The 2008 financial crisis, Brexit, the election of Donald Trump, the Covid-19 epidemic, the invasion of Ukraine, the return of inflation, and what next? The list of surprises keeps growing. Against this backdrop, a new perspective on forecasting is imperative. How can we thrive in a world we can’t predict?
Philippe Silberzahn is a recognised expert on innovation and entrepreneurship, and in his latest book. Welcome to Uncertainty! Surviving and Thriving in a World of Surprises, the author draws on his extensive extensive research and real-world insights from working with leaders of all types of organisations to;
- Reveal the nature of our unpredictable reality,
- Address decision making amidst information scarcity, and
- Equip organisations to thrive in uncertain waters.
Welcome to Uncertainty! is essential reading for leaders, innovators, and those determined to harness the potential of change, this book is your compass in an uncertain and ever-evolving landscape.
BlueSky Thinking sat down with Philippe to find out more.
Can you tell us about the inspiration behind your new book? What motivated you to write it?
I have been working with the leadership team of large organisations for many years, and before that I was an entrepreneur in the high-tech sector. Uncertainty is the harsh reality of business, and it’s becoming even more so: we live in an unpredictable world of big and small surprises that are evolving by leaps and bounds. Yet most of our management tools are designed for a safe, predictable, and continuous world. We set goals, we create plans, we assume continuity and linearity, and it does not end well. The motivation of the book is really for leaders to understand that uncertainty means rethinking our management tools.
What are the main ideas and key takeaways that readers can expect to find in your book?
What the book really does is:
- Explain the true nature of our environment,
- Discuss the challenge of making decisions when information is not available
- Show how organisations can survive and thrive under uncertainty.
The book is your compass in an uncertain and ever-changing landscape.
Who is the target audience for your book, and how do you believe it will benefit them?
The book will be of interest to private and public sector leaders, innovators, entrepreneurs, and investors, as well as those determined to harness the potential of change and those who advise them, such as consultants.
What do you think makes this topic particularly relevant or timely in today’s business world, and for the years ahead?
Since Covid-19, but in fact long before, uncertainty has become an inescapable fact of the business landscape.
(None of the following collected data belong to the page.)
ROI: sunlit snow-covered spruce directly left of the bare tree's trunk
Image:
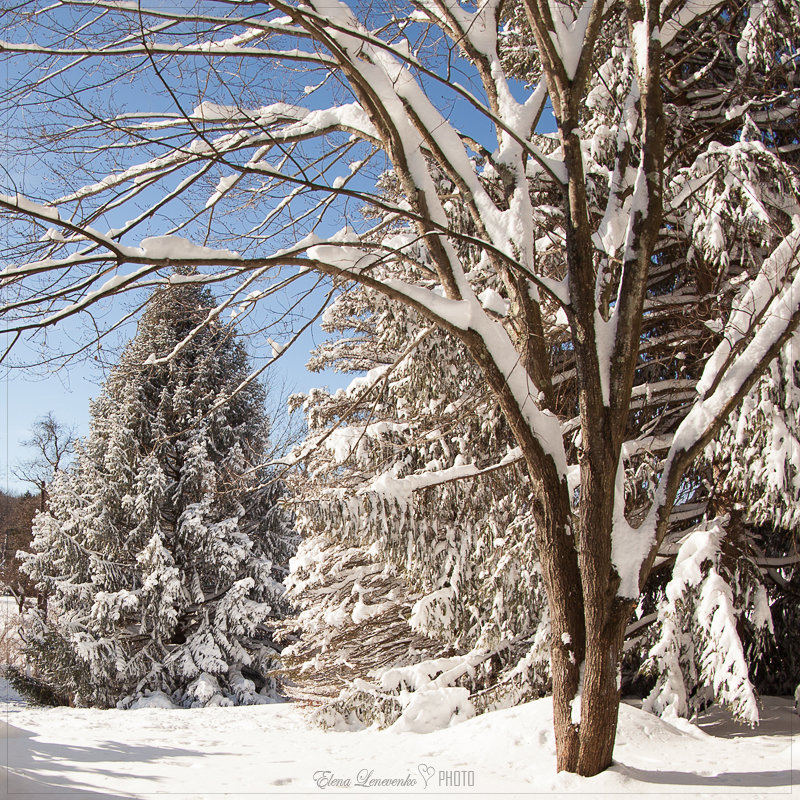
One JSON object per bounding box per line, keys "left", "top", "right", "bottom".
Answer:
{"left": 289, "top": 288, "right": 550, "bottom": 724}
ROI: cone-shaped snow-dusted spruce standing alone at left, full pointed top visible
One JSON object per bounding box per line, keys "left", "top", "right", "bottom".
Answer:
{"left": 18, "top": 287, "right": 292, "bottom": 706}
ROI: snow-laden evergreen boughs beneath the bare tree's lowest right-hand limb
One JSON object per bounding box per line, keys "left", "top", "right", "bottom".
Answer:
{"left": 645, "top": 334, "right": 800, "bottom": 712}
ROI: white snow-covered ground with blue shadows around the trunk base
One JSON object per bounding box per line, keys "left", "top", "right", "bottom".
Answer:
{"left": 0, "top": 686, "right": 800, "bottom": 800}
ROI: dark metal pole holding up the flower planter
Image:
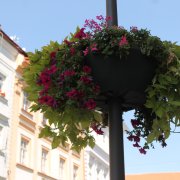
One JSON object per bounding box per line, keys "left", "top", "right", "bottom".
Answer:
{"left": 106, "top": 0, "right": 125, "bottom": 180}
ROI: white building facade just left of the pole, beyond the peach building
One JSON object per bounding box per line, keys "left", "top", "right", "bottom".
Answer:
{"left": 84, "top": 128, "right": 109, "bottom": 180}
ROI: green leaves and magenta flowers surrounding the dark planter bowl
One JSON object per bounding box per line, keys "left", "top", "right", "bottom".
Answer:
{"left": 23, "top": 16, "right": 180, "bottom": 151}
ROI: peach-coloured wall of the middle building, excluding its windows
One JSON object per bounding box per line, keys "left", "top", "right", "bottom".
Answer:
{"left": 9, "top": 55, "right": 84, "bottom": 180}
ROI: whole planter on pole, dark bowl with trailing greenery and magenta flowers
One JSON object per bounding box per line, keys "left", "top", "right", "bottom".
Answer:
{"left": 24, "top": 16, "right": 180, "bottom": 153}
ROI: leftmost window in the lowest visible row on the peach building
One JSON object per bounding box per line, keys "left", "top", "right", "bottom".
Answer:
{"left": 20, "top": 138, "right": 29, "bottom": 164}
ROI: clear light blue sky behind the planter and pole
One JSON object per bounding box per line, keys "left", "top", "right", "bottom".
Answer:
{"left": 0, "top": 0, "right": 180, "bottom": 174}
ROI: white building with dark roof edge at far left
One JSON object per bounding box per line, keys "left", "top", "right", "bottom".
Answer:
{"left": 0, "top": 29, "right": 25, "bottom": 179}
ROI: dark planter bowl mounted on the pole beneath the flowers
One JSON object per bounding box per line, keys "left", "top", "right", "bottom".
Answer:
{"left": 86, "top": 50, "right": 156, "bottom": 108}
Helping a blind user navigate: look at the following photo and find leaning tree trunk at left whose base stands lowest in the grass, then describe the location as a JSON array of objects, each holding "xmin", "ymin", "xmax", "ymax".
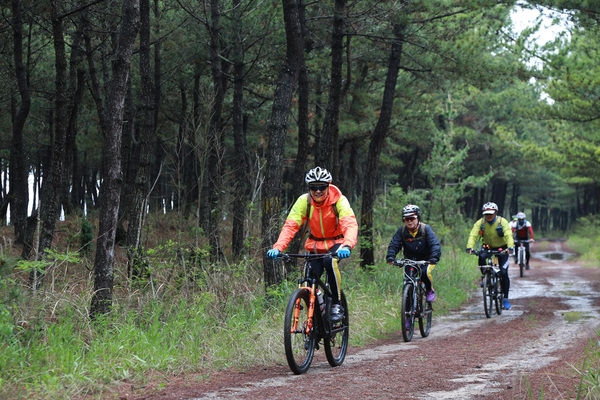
[{"xmin": 90, "ymin": 0, "xmax": 140, "ymax": 319}]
It has accelerated with the war in Ukraine, the return of inflation, geopolitical change, the retreat of globalisation – in fact, all dimensions of business are now affected. An organisation cannot develop a strategy without a deep understanding of the nature and implications of uncertainty.
“The book is your compass in an uncertain and ever-changing landscape.”– Philippe Silberzahn
Please share with us some practical tips or strategies from your book that readers can immediately apply to improve their business or career?
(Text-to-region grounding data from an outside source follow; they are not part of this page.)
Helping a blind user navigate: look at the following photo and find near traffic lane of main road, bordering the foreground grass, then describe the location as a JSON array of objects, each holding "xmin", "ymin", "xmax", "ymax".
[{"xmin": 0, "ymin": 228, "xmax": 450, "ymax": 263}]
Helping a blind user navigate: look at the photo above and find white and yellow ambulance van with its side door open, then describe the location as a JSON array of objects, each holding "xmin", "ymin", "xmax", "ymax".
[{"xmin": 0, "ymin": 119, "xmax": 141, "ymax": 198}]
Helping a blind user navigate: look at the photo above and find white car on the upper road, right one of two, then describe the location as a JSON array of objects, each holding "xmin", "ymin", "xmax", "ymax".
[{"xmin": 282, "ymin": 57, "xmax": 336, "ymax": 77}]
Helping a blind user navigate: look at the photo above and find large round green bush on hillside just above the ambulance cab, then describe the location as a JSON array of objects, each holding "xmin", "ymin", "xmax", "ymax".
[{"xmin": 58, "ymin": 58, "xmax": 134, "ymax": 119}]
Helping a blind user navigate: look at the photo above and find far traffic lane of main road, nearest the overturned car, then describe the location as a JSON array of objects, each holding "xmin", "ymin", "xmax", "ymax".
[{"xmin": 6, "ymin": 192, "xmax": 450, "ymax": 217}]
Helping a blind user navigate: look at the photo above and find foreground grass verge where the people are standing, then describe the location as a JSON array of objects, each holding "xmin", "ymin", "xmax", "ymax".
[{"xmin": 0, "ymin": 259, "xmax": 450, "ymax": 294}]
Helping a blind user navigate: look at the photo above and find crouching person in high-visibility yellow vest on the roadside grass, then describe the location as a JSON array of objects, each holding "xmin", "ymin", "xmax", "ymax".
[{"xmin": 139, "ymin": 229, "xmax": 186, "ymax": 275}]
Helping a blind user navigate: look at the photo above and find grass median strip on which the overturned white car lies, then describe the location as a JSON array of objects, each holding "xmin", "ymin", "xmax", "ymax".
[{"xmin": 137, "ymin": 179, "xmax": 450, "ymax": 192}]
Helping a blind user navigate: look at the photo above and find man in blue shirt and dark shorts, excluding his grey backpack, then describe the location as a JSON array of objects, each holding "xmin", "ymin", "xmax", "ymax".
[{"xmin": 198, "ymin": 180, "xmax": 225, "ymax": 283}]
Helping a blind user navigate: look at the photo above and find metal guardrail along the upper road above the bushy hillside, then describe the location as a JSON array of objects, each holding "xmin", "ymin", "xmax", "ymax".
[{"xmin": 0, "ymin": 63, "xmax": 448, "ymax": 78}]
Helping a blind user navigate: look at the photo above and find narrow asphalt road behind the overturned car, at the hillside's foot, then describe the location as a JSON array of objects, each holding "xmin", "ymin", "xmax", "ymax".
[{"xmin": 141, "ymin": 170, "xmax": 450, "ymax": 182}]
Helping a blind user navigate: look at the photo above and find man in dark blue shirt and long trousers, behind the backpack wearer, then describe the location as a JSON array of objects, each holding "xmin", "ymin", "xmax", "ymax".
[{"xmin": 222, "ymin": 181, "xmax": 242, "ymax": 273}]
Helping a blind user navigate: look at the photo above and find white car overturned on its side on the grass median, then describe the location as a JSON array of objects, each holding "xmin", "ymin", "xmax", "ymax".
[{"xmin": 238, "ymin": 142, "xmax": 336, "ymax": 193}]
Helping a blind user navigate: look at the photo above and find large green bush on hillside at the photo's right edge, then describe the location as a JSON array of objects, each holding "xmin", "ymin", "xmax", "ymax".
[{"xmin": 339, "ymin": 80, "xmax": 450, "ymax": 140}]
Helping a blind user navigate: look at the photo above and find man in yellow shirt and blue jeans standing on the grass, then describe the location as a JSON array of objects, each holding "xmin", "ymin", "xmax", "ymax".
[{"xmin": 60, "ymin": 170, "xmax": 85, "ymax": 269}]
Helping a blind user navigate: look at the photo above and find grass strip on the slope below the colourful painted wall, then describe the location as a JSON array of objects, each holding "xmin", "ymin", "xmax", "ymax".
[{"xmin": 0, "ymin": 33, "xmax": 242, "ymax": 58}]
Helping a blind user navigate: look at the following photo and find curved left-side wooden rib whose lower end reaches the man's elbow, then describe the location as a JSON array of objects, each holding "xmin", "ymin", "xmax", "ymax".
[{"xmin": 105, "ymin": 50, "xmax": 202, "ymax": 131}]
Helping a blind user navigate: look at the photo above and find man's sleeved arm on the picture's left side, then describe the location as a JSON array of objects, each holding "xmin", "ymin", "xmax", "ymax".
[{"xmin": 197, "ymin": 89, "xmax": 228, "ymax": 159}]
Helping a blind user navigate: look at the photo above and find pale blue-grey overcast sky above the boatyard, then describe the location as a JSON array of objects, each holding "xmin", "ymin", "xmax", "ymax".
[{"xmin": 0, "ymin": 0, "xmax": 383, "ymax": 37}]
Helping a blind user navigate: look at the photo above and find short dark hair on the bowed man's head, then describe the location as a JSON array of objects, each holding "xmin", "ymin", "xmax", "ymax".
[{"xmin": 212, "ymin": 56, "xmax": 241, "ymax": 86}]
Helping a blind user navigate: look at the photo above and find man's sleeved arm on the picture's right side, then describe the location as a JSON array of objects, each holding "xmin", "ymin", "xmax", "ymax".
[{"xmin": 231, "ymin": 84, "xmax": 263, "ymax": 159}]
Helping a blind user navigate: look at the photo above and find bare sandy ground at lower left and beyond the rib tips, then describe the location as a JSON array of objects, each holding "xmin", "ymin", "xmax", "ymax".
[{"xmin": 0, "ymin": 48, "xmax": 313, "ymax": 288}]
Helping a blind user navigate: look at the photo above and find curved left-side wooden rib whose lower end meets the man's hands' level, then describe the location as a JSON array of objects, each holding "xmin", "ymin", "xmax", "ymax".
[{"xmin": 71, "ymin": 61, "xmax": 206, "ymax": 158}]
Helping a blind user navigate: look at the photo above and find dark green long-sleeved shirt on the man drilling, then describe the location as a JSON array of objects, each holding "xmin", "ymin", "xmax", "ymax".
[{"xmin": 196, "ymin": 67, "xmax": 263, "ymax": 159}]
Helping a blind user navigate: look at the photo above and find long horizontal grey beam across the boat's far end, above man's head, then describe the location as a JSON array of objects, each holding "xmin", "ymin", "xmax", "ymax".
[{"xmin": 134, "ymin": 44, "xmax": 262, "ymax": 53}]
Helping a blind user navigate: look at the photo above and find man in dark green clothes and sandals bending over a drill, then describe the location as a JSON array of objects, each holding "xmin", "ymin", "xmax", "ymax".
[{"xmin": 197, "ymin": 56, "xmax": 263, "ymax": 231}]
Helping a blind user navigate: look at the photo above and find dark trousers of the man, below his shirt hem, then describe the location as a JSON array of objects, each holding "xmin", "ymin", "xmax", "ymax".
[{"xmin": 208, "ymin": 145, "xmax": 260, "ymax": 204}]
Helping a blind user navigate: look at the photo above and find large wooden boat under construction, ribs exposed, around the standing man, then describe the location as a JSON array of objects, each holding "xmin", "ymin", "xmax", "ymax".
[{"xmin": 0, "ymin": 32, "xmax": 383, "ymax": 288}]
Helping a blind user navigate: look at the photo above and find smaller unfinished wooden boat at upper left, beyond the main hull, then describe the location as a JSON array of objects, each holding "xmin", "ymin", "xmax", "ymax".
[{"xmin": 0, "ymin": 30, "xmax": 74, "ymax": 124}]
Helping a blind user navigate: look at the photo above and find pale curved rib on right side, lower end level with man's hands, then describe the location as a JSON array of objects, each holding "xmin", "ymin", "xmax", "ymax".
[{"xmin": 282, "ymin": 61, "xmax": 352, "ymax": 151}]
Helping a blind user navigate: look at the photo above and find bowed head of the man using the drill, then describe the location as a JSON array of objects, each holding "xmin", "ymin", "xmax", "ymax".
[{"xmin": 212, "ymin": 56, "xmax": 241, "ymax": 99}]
A key takeaway is that you do not deal with uncertainty by trying to make better predictions. The book suggests a two-pronged approach: one based on “futures to avoid” and one based on “futures to create. The first is about protecting the organisation from events that cannot be predicted, and the second is about adopting an entrepreneurial strategy to create, rather than predict, a desired future.
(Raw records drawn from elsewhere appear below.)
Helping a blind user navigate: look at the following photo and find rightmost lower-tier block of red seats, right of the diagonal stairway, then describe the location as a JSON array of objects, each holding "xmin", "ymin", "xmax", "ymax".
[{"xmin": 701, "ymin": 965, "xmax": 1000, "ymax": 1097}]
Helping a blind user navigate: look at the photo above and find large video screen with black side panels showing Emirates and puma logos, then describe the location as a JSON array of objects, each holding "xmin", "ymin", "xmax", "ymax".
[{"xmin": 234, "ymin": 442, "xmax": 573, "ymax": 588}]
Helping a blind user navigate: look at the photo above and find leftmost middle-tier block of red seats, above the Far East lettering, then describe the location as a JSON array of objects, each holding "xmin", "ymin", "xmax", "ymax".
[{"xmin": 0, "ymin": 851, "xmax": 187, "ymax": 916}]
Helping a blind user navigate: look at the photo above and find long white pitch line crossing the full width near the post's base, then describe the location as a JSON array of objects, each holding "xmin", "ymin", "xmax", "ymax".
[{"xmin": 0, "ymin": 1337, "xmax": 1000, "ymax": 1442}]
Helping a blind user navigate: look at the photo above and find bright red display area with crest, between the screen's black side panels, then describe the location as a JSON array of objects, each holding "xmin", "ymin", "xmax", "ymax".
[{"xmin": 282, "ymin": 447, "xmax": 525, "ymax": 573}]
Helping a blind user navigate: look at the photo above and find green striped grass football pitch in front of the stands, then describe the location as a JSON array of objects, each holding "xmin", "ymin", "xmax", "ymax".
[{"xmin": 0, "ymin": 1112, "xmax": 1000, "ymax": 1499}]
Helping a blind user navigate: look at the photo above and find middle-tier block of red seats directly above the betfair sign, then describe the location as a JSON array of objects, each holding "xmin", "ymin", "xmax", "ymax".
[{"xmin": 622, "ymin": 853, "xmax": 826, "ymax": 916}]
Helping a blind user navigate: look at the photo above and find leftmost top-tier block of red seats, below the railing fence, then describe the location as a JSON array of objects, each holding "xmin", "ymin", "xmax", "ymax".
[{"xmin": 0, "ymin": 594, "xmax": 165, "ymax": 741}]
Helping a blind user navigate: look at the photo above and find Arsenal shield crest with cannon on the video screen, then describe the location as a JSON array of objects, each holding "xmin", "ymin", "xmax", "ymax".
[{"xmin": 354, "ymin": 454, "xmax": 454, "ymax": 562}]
Can you discuss any specific case studies or real-world examples from your book that illustrate its principles in action?
The book draws on numerous examples and cases to illustrate either an over-reliance on prediction and the disasters that have followed, or a more robust, entrepreneurial approach to creating innovative strategies that account for uncertainty. It reminds us, for example, that most of the radical innovations that have defined our century were not predicted, and that most innovators and visionaries did not imagine or predict what they ultimately achieved.
How does your book add to/expand existing discussions on this topic, or predict those for the future?
Of course, the book makes no predictions! But one key development that emerges is the absolute necessity of developing a culture of uncertainty among top management teams.
Finally, what other business books would you recommend as essential reading for managers?
Books on the subject include Taleb’s Black Swan, Bernstein’s Against the Gods, and for those with a background in economics, Frank Knight’s Risk, Uncertainty and Profit.
Welcome to Uncertainty! Surviving and Thriving in a World of Surprises, published by Natura Rerum, is available to buy now.